Technology

New Record Set In Data Compression

A developer from New York has set a new record in data compression. In doing so, he won the so-called “Hutter Prize for lossless compression of human knowledge,” which involves stamping out an excerpt from Wikipedia.

Shrinks the Wikipedia

The new award winner is Saurabh Kumar, as announced by the award’s founder. This is a developer who works for high-frequency trading and financial services funds in his normal working life. In this respect, he is quite used to dealing with large amounts of data, which brought him some advantages when working on better compression algorithms.

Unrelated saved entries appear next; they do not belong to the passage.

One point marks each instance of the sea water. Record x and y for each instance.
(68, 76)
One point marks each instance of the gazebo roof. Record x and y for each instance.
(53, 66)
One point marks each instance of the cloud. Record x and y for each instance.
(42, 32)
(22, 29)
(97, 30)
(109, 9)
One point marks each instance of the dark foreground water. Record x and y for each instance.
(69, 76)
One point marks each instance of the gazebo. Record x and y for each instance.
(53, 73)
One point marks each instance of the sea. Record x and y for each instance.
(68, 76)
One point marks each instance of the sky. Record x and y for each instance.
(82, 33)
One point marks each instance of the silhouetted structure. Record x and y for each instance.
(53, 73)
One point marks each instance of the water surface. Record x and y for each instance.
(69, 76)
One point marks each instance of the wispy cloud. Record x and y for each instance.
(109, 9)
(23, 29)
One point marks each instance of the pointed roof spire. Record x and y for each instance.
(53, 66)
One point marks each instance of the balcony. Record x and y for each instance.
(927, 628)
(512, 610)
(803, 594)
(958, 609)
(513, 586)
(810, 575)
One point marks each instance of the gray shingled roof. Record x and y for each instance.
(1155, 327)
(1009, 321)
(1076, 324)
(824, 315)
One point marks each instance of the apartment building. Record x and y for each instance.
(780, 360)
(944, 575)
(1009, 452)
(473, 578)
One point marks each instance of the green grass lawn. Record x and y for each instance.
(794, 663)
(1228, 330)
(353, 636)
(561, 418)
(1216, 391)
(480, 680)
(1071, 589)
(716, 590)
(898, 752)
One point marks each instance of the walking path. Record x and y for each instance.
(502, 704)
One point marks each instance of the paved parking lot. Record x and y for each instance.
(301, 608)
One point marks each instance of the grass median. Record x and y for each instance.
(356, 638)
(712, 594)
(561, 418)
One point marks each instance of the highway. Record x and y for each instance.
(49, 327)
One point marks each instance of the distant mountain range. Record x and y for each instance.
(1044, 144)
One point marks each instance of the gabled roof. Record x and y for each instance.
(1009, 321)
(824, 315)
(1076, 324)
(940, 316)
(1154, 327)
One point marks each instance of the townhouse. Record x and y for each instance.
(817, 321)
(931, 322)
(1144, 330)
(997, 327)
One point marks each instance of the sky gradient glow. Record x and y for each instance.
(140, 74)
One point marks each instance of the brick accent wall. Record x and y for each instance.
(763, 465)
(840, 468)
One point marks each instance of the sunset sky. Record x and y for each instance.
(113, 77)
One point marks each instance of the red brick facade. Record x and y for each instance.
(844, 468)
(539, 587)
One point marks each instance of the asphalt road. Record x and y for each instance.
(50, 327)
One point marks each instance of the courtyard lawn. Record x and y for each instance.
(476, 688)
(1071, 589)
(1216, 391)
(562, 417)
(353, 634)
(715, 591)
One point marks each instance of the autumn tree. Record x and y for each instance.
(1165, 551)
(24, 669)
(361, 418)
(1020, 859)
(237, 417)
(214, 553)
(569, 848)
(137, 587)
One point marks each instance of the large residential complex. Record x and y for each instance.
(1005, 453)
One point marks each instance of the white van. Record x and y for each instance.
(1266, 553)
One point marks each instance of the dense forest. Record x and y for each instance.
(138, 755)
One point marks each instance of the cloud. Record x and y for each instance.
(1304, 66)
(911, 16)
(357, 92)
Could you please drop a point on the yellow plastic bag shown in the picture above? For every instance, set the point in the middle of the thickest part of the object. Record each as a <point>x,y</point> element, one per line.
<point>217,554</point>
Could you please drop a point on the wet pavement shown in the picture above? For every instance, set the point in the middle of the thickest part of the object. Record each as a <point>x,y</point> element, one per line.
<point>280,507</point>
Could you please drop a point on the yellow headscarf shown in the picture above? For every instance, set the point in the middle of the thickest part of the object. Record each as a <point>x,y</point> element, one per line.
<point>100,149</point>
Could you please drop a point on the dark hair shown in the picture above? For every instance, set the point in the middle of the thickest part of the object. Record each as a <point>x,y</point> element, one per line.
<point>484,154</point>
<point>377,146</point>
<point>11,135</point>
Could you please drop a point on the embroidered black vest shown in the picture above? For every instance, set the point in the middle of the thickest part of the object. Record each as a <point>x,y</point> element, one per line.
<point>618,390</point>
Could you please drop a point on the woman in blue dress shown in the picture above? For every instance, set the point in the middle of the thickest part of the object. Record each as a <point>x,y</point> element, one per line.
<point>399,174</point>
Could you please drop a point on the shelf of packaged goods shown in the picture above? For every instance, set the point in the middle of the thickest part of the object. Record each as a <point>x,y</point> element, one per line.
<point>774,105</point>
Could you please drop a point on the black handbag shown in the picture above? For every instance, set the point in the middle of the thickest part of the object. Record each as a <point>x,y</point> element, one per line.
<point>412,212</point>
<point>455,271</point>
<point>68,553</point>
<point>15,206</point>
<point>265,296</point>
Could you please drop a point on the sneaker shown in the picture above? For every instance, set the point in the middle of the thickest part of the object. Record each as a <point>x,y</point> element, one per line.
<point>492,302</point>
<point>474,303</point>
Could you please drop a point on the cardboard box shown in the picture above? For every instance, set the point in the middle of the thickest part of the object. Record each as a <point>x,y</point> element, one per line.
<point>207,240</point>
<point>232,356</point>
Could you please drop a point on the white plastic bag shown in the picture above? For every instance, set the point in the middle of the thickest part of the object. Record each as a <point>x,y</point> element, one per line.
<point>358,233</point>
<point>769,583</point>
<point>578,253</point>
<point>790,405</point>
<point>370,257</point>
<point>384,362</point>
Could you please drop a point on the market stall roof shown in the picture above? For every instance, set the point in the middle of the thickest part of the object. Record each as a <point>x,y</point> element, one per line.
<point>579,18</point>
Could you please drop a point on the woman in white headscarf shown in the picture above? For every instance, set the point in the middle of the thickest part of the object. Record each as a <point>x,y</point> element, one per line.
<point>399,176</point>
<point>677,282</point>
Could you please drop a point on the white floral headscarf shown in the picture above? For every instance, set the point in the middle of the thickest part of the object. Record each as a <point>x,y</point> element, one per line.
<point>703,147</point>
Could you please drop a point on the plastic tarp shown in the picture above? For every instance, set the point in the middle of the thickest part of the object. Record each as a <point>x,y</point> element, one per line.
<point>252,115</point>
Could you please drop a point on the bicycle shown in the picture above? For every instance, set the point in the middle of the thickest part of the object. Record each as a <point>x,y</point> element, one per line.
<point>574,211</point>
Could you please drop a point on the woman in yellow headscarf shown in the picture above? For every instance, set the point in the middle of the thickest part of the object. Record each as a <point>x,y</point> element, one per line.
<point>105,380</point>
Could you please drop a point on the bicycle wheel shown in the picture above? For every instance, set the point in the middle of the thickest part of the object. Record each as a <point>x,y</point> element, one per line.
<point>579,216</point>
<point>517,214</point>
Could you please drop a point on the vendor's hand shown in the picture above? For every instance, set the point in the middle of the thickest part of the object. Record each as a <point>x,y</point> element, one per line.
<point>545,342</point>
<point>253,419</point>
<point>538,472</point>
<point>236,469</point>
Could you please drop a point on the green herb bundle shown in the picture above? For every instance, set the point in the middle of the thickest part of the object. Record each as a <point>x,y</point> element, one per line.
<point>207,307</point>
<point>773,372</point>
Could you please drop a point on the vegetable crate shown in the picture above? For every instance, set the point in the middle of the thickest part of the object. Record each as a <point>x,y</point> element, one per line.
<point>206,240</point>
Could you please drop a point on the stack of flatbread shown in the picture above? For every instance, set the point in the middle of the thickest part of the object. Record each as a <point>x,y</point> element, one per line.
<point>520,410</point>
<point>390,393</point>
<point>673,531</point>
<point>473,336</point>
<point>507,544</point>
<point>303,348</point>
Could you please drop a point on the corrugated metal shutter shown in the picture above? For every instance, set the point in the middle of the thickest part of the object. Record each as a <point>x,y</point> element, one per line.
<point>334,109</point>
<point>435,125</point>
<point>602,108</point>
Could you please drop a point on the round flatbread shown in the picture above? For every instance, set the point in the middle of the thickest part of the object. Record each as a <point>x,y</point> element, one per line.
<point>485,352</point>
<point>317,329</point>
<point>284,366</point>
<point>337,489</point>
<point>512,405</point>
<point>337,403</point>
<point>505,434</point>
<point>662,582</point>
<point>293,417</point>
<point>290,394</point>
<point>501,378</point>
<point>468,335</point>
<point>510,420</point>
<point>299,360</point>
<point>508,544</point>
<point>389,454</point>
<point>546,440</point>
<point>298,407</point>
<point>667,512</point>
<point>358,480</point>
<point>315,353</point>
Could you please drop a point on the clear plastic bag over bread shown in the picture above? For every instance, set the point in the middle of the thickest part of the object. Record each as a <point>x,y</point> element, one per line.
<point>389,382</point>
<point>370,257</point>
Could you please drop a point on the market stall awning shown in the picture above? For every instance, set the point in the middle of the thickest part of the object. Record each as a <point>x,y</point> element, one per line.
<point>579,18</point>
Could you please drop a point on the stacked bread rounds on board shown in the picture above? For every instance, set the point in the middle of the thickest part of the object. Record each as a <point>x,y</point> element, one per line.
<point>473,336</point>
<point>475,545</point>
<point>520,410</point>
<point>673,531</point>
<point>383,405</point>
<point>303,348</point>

The standardized Hutter Prize is about compressing a 1 billion byte (1 gigabyte) excerpt from the online encyclopedia Wikipedia as much as possible – of course in a form with which the original can then be restored without loss. Kumar managed to beat the previous record holder with a result that was 1.04 percent smaller.

11.41 percent!

Specifically, the developer’s compression algorithm managed to shrink the original data set to a size of just 114,156,155 bytes, i.e. around 114 megabytes. This left only 11.41 percent of the original size. Since the reward for the price mentioned depends on the strength of the compression achieved, there is no round amount: the developer is now entitled to 5187 euros in prize money.

In times of gigantic capacities for data storage and fast transmission speeds, data compression seems to be of less use than it was a few years ago. However, this is a fallacy. Because this is not just about the direct use cases in everyday life. Rather, research into algorithms also offers more in-depth insights into working with data structures, which are more in demand today than ever to improve AI development.